More details on creating complex decomposition rules that may depend on runtime
parameters can be found in the usage details for register_resources().
Alternatively, new decomposition rules can be added to operators globally with
the add_decomps() function. This negates having to specify alt_decomps
in every instance of the decompose transform. The following example globally
adds the my_cnot1 and my_cnot2 decomposition rules to the qml.CNOT gate:
>>> qml.add_decomps(qml.CNOT, my_cnot1, my_cnot2)
The newly added rules for the qml.CNOT operator can be verified or inspected
with the list_decomps() function:
>>> my_new_rules = qml.list_decomps(qml.CNOT)[-2:]
>>> print(qml.draw(my_new_rules[1])(wires=[0, 1]))
0: ──────────────╭●──────────────┤
1: ──RY(1.57)──Z─╰Z──RY(1.57)──Z─┤
Circuit cutting¶
Circuit cutting allows you to replace a circuit with N wires by a set of circuits with less than
N wires (see also Peng et. al). Of course this comes with a cost: The smaller circuits
require a greater number of device executions to be evaluated.
In PennyLane, circuit cutting can be
activated by positioning WireCut operators at the desired cut locations, and
by decorating the QNode with the cut_circuit() transform.
The example below shows how a three-wire circuit can be run on a two-wire device:
dev = qml.device("default.qubit", wires=2)
@qml.cut_circuit
@qml.qnode(dev)
def circuit(x):
qml.RX(x, wires=0)
qml.RY(0.9, wires=1)
qml.RX(0.3, wires=2)
qml.CZ(wires=[0, 1])
qml.RY(-0.4, wires=0)
qml.WireCut(wires=1)
qml.CZ(wires=[1, 2])
return qml.expval(qml.pauli.string_to_pauli_word("ZZZ"))
Instead of being executed directly, the circuit will be partitioned into
smaller fragments according to the WireCut locations,
and each fragment will be executed multiple times.
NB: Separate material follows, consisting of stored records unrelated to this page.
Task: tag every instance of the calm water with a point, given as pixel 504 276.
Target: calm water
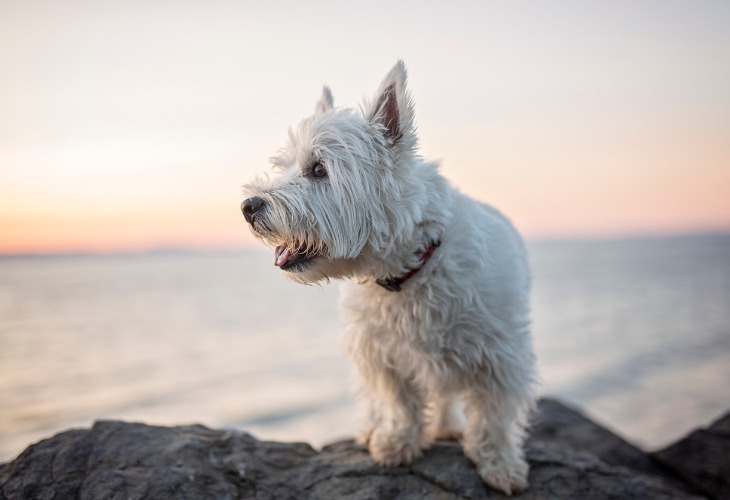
pixel 637 332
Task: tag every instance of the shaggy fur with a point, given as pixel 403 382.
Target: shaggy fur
pixel 351 198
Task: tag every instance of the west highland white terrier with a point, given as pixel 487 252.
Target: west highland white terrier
pixel 436 305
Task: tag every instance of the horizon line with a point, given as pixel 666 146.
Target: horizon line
pixel 193 250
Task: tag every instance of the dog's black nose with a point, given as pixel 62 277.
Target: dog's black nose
pixel 250 206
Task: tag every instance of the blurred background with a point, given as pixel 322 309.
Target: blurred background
pixel 130 287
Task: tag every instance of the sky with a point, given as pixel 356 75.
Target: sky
pixel 130 126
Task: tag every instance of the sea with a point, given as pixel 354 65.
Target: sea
pixel 635 332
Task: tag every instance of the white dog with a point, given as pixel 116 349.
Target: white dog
pixel 436 309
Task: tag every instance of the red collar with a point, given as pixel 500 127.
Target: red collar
pixel 394 284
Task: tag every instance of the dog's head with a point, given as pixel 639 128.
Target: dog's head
pixel 342 190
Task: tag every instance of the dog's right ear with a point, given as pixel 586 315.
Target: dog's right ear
pixel 325 102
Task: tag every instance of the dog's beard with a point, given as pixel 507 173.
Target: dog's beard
pixel 296 257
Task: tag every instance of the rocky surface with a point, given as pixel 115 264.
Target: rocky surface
pixel 570 457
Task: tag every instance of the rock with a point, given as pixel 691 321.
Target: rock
pixel 128 460
pixel 702 459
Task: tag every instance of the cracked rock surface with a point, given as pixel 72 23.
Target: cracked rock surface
pixel 570 457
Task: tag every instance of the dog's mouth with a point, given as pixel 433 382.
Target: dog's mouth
pixel 293 257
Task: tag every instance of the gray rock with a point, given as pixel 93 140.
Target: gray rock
pixel 702 459
pixel 130 461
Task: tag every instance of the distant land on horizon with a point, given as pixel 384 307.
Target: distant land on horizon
pixel 191 250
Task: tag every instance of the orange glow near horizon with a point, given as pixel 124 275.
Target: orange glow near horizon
pixel 123 128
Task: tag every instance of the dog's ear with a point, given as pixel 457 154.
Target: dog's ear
pixel 325 102
pixel 392 107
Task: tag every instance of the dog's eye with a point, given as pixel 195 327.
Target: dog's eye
pixel 319 171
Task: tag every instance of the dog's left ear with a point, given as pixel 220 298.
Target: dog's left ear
pixel 325 102
pixel 392 107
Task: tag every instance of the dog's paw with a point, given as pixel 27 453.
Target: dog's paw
pixel 508 476
pixel 446 435
pixel 390 448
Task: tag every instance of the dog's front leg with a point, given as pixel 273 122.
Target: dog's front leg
pixel 396 408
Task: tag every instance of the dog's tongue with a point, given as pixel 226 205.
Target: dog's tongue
pixel 281 255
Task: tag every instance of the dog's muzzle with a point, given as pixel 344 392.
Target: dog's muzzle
pixel 250 207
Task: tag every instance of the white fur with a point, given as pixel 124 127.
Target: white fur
pixel 458 330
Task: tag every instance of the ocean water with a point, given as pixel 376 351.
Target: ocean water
pixel 636 332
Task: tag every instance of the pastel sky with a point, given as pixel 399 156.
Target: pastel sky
pixel 132 125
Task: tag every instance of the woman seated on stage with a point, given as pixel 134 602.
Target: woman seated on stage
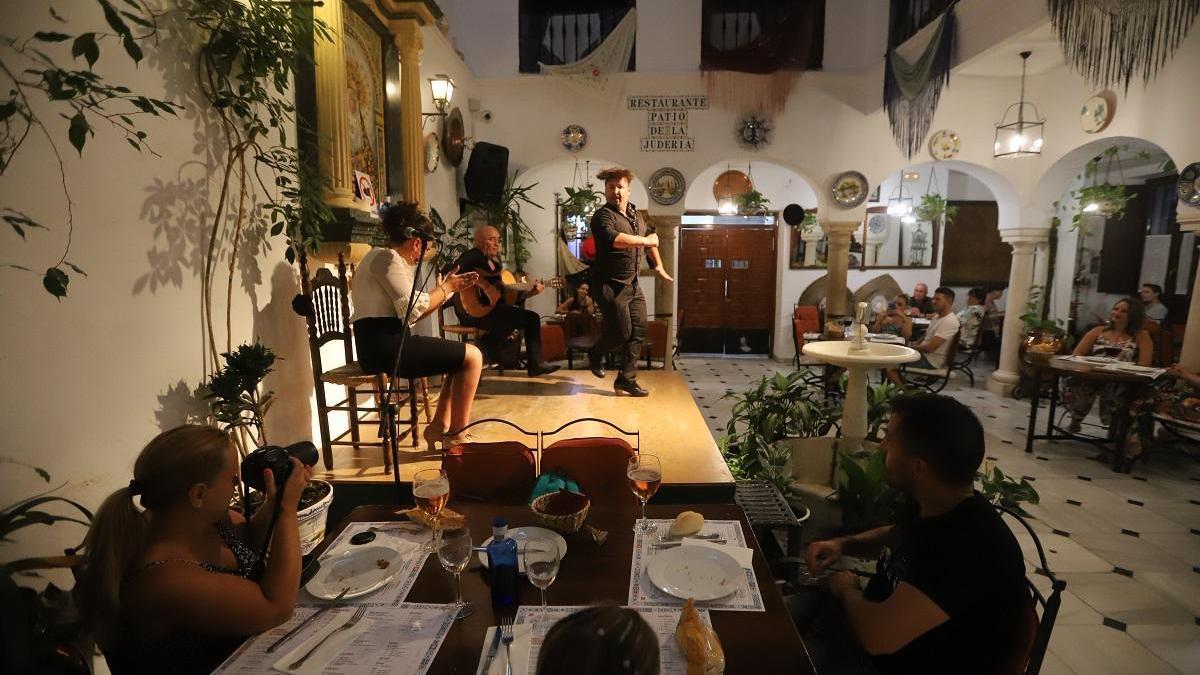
pixel 1122 339
pixel 895 321
pixel 168 589
pixel 383 285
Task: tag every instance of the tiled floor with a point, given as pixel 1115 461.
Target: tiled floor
pixel 1128 545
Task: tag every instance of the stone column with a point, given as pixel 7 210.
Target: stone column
pixel 667 228
pixel 408 41
pixel 1189 358
pixel 838 263
pixel 1020 279
pixel 811 237
pixel 333 129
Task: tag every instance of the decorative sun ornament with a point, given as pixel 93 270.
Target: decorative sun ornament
pixel 754 131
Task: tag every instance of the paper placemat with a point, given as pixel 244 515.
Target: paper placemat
pixel 663 621
pixel 399 535
pixel 643 593
pixel 401 640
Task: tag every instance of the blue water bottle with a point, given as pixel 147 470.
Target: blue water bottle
pixel 502 562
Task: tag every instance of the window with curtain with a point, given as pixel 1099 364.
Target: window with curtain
pixel 563 31
pixel 762 36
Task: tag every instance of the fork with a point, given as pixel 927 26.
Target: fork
pixel 358 615
pixel 507 638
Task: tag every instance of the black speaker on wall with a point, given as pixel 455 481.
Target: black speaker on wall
pixel 486 169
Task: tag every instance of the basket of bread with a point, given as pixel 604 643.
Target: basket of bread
pixel 563 512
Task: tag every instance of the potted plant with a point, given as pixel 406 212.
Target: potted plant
pixel 753 203
pixel 768 422
pixel 42 629
pixel 934 208
pixel 240 405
PennyLane automatically combines the results
of the fragment executions to recover the expected output of the original uncut circuit.
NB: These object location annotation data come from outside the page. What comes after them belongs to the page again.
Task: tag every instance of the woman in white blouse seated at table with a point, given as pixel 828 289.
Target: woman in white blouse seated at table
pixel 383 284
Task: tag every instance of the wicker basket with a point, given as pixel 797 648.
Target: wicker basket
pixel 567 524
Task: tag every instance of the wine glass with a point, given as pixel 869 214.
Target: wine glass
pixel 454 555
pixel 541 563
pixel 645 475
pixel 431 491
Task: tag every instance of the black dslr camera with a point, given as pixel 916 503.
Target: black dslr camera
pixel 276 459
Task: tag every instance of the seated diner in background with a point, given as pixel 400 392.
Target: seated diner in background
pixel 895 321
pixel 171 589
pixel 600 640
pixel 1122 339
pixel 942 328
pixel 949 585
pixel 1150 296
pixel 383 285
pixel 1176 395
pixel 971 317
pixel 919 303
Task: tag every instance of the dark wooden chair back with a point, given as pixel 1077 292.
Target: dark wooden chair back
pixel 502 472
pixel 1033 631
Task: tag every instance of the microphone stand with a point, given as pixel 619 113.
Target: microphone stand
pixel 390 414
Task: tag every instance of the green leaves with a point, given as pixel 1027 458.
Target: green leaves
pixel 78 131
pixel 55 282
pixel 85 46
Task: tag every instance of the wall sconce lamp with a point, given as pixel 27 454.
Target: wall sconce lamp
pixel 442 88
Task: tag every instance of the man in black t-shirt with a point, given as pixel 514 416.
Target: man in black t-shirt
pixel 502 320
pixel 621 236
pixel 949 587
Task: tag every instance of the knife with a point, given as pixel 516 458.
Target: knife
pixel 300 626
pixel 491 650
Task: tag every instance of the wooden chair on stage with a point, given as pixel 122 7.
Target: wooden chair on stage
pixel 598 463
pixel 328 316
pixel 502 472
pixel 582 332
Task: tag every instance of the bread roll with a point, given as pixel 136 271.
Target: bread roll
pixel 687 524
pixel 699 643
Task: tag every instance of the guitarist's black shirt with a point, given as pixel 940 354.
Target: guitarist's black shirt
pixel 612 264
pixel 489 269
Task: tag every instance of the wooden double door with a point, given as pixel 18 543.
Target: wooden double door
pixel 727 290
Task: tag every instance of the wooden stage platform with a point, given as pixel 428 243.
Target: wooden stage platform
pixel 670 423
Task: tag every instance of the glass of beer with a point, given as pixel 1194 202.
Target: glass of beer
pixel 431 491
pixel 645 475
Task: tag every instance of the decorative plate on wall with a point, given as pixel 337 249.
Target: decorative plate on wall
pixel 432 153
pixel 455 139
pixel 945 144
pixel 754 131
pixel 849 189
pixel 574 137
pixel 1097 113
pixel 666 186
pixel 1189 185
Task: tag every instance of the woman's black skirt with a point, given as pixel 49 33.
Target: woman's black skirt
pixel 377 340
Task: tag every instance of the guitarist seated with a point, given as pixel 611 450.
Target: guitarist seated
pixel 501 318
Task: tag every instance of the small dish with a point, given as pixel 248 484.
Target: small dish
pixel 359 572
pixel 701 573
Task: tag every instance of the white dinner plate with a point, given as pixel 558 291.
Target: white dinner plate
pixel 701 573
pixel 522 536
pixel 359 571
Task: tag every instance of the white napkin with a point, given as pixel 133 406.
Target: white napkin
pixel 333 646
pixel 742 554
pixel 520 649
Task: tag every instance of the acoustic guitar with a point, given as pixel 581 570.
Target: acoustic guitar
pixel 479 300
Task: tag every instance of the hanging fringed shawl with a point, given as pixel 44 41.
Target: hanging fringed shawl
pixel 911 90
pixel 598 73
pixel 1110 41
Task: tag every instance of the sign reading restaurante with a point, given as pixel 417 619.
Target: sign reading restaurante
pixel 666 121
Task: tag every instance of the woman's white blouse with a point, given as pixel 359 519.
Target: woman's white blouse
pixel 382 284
>>> x = np.array(0.531, requires_grad=True)
>>> circuit(0.531)
0.47165198882111165
Circuit cutting support is also differentiable:
>>> qml.grad(circuit)(x)
-0.276982865449393
Note
Simulated quantum circuits that produce samples can be cut using
the cut_circuit_mc()
transform, which is based on the Monte Carlo method.
Groups of commuting Pauli words¶
Mutually commuting Pauli words can be measured simultaneously on a quantum computer. Finding groups of mutually commuting observables can therefore reduce the number of circuit executions, and is an example of how observables can be “compiled”.
PennyLane contains different functionalities for this purpose, ranging from higher-level transforms acting on QNodes to lower-level functions acting on operators.
An example of a transform manipulating QNodes is split_non_commuting().
It turns a QNode that measures non-commuting observables into a QNode that internally
uses multiple circuit executions with qubit-wise commuting groups. The transform is used
by devices to make such measurements possible.
On a lower level, the group_observables() function can be used to split lists of
observables and coefficients:
>>> obs = [qml.Y(0), qml.X(0) @ qml.X(1), qml.Z(1)]
>>> coeffs = [1.43, 4.21, 0.97]
>>> groupings = qml.pauli.group_observables(obs, coeffs, 'anticommuting', 'lf')
>>> obs_groupings, coeffs_groupings = groupings
>>> obs_groupings
[[Z(1), X(0) @ X(1)], [Y(0)]]
>>> coeffs_groupings
[[0.97, 4.21], [1.43]]
This and more logic to manipulate Pauli observables is found in the pauli module.